The Sierra Club and Judicial Watch are seeking the disclosure of the names of members of Cheney’s controversial energy task force under the open-government law known as the Federal Advisory Committee Act. Following lower court rulings favoring the plaintiffs, the Supreme Court agreed to hear the case, Richard B. Cheney, Vice President of the United States, et. al., v. U.S. District Court for the District of Columbia.
The brief asks the court to “reject the government’s claim that it may conduct the public’s business in secret,” arguing that “public participation in government can be meaningful only if the people know what officials are doing, and how they are doing it. Equally, without that information the people can’t hold public officials accountable for their actions.”

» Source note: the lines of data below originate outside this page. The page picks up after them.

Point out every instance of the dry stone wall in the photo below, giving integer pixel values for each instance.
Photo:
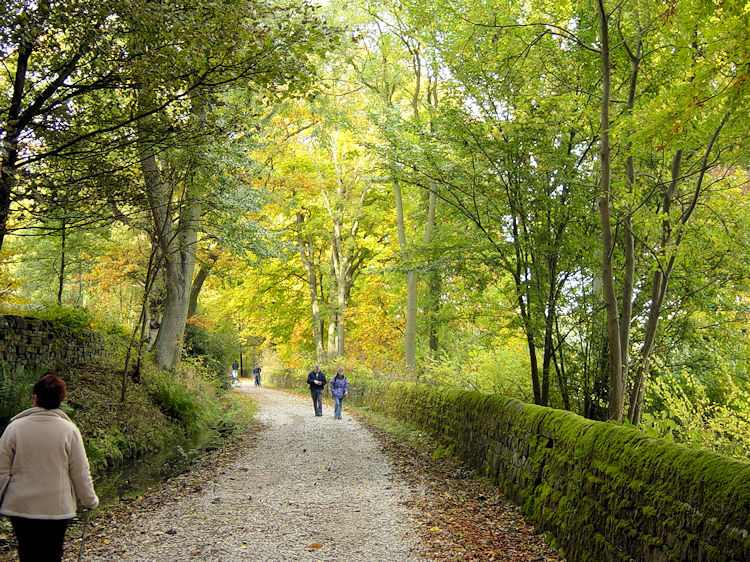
(32, 343)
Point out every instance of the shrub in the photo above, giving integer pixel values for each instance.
(187, 398)
(15, 391)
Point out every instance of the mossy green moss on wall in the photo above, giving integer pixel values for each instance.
(602, 490)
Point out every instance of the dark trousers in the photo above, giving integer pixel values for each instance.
(39, 540)
(317, 401)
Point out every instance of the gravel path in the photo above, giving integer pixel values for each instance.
(312, 488)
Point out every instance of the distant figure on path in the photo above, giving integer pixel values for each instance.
(317, 380)
(43, 461)
(339, 388)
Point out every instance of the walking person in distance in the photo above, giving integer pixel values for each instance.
(317, 380)
(339, 388)
(44, 463)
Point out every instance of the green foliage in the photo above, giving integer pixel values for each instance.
(683, 411)
(15, 391)
(75, 318)
(211, 350)
(186, 397)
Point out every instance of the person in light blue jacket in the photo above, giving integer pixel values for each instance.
(339, 388)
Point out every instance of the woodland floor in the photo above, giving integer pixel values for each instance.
(381, 498)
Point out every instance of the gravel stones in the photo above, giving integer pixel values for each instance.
(312, 488)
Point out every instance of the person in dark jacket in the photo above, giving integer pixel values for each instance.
(339, 388)
(317, 380)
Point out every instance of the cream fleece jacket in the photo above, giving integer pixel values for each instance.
(43, 452)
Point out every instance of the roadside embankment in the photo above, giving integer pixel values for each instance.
(602, 490)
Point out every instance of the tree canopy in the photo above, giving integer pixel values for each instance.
(543, 199)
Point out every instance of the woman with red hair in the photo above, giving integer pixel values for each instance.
(43, 461)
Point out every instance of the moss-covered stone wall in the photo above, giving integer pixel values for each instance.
(31, 343)
(603, 491)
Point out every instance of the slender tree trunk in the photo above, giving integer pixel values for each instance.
(307, 254)
(410, 330)
(616, 391)
(61, 275)
(177, 243)
(200, 279)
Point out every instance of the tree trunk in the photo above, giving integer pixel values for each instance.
(307, 254)
(200, 278)
(61, 275)
(410, 330)
(177, 243)
(616, 391)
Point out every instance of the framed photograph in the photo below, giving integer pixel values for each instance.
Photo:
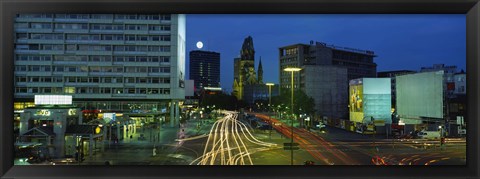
(247, 89)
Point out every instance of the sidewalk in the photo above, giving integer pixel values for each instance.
(132, 151)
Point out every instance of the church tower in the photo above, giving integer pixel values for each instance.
(244, 68)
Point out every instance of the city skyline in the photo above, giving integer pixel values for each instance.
(433, 38)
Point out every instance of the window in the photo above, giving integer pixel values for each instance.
(131, 27)
(130, 37)
(142, 69)
(120, 16)
(118, 37)
(94, 69)
(22, 25)
(57, 79)
(71, 69)
(20, 68)
(69, 90)
(34, 68)
(166, 17)
(102, 16)
(22, 36)
(21, 79)
(142, 80)
(106, 90)
(118, 59)
(59, 68)
(130, 69)
(35, 79)
(107, 80)
(95, 37)
(154, 70)
(130, 48)
(107, 37)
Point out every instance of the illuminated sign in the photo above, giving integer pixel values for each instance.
(53, 99)
(108, 117)
(212, 88)
(97, 130)
(43, 112)
(72, 112)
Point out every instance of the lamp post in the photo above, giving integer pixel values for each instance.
(269, 105)
(292, 69)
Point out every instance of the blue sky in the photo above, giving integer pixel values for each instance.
(402, 42)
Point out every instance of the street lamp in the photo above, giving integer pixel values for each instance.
(269, 92)
(269, 105)
(292, 69)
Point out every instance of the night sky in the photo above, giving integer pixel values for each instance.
(401, 42)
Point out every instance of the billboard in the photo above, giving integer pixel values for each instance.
(370, 98)
(356, 100)
(420, 95)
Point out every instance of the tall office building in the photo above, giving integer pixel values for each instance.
(326, 71)
(123, 63)
(205, 69)
(359, 63)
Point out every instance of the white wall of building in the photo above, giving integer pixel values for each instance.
(420, 95)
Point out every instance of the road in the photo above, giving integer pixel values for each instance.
(340, 147)
(230, 143)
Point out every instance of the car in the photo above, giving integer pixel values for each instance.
(309, 162)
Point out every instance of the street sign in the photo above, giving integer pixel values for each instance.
(290, 148)
(379, 123)
(290, 144)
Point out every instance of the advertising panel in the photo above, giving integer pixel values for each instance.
(356, 100)
(420, 95)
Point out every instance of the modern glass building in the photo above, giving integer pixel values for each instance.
(205, 69)
(125, 63)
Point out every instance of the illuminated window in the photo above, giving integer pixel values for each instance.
(69, 90)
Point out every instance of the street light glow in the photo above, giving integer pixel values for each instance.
(292, 69)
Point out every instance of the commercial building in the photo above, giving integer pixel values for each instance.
(421, 97)
(353, 63)
(438, 67)
(326, 84)
(392, 75)
(205, 69)
(430, 99)
(133, 64)
(359, 63)
(370, 101)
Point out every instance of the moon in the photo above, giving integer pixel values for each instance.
(199, 44)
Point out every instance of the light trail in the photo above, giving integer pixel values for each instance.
(228, 143)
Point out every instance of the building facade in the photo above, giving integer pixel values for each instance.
(355, 63)
(244, 70)
(205, 69)
(392, 75)
(112, 62)
(437, 67)
(326, 85)
(359, 63)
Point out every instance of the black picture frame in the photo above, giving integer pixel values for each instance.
(9, 8)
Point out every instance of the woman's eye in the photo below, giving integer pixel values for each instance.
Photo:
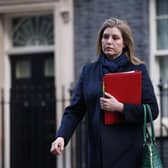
(106, 36)
(115, 37)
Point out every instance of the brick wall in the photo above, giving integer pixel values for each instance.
(90, 14)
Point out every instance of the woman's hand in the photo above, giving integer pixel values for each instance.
(110, 103)
(57, 147)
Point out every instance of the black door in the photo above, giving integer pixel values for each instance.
(33, 120)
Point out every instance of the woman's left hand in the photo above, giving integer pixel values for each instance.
(110, 103)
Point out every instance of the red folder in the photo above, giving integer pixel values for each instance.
(125, 87)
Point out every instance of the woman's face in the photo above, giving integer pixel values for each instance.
(112, 42)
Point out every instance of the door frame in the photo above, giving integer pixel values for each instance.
(62, 51)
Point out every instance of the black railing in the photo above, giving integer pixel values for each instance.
(78, 146)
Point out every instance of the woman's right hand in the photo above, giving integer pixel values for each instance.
(57, 146)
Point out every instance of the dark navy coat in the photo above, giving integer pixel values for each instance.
(114, 146)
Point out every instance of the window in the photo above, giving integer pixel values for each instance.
(32, 31)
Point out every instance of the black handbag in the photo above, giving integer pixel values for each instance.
(151, 158)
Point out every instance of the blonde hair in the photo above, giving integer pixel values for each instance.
(127, 38)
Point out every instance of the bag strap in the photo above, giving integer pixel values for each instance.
(146, 134)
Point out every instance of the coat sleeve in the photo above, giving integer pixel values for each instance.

“A free, plural, and inclusive democracy can only prosper when it is continuously subjected to public review and scrutiny,” said Emily Sheketoff, Executive Director of the American Library Association’s Washington Office. “History has taught us that secrecy and democracy are like crude oil and pure water; no matter how hard one tries to integrate the two, they simply can’t co-exist as a single entity.”
Joining ALA in the brief are the American Association of Law Libraries, the Association of Research Libraries, the Center for American Progress, Common Cause, the National Security Archive, People for the American Way, the Society of American Archivists, and the Special Libraries Association.
Posted March 12, 2004.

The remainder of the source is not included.